Muzyka Końca Lata grana już jest przez dziesięć lat, a nawet wiosen. Przez ten czas zebrało jej się tyle, że wystarczyło na trzy pełne longplaye (plus jedno demo) oraz składankę, którą właśnie grupa oddaje w ręce fanom. Zawiera ona czternaście szlagierów i dwa utwory, które dopiero do tego miana pretendują.
Trzeba oddać ekipie Bartosza Chmielewskiego, że słusznie wybrali polsko brzmiący tytuł dla całości. W końcu większość zespołów – nawet tych z okolic Wisły i Odry – rzucały się na kipiącą kiczem powagę angielskiego Greatest Hits albo The Best Of. Tymczasem swojskie Szlagiery pozwalają nie tylko na zrozumienie u plebsu, ale także na ironiczne zdystansowanie się do całości. W końcu to kapela, która znajduje się na scenie raczej alternatywnej, raczej nie widniejąca na pierwszych stronach kolorowych gazetek albo na zaszczytnych miejscach na plotkarskich portalach, w rozgłośniach puszczana sporadycznie. Muzyka Końca Lata to...
...muzyka końca lata właśnie. Nazwa jest nadzwyczaj adekwatna. Niby jeszcze zabawowo, ale jednocześnie refleksyjnie. Szlagiery są tego najlepszym dowodem. Całość otwiera cover piosenki Nie ukryjesz się przede mną. Stylistyka Grupy ABC świetnie pasuje do dokonań MKL. Ta lekkość – szczególnie od czasu, kiedy w szeregi kapeli wkroczył kobiecy wokal Oli Bilińskiej, czyniąc całość bardziej wysmakowaną – zdaje się sferą poszukiwań kapeli. Lekkość i prostota. Rockowa prostota ubrana w charakterystyczną swadę. Od zastępującej klawisze – z wersji oryginalnej wspomnianego Nie ukryjesz się przede mną – gitary, po teksty. Muzyka Końca Lata śpiewa głównie o miłości i... wszelkich pokrewnych sprawach.

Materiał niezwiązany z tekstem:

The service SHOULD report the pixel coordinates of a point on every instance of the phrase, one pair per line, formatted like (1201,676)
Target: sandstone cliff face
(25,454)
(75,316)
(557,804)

Odsłuchiwana właśnie przeze mnie składanka pozwala na takie podsumowania. Pozwala też na przyjrzenie się ewolucji, jaka następuje w działalności zespołu. Chociaż skrzętnie ukrywa to pomieszanie chronologicznej kolejności utworów na Szlagierach. Wspomniany już cover jest w końcu właściwie premierowym utworem. Drugi premierowy kawałek (Shake Banana oraz jego remiks) zamyka natomiast całość. Tutaj jest... imprezowo i skocznie, ale nie bez ironii. Chociaż remiks mogliby sobie spokojnie odpuścić. To zupełnie nieudany koncept. Najgorsze miejsce na całym albumie. Tylko żeby to był ostatni taki wymysł. Wracając jednak do śledzenia drogi, jaką już za sobą ma MKL – pozwala na to także książeczka, gdzie krótka historia zespołu zostaje wzbogacona zdjęciami.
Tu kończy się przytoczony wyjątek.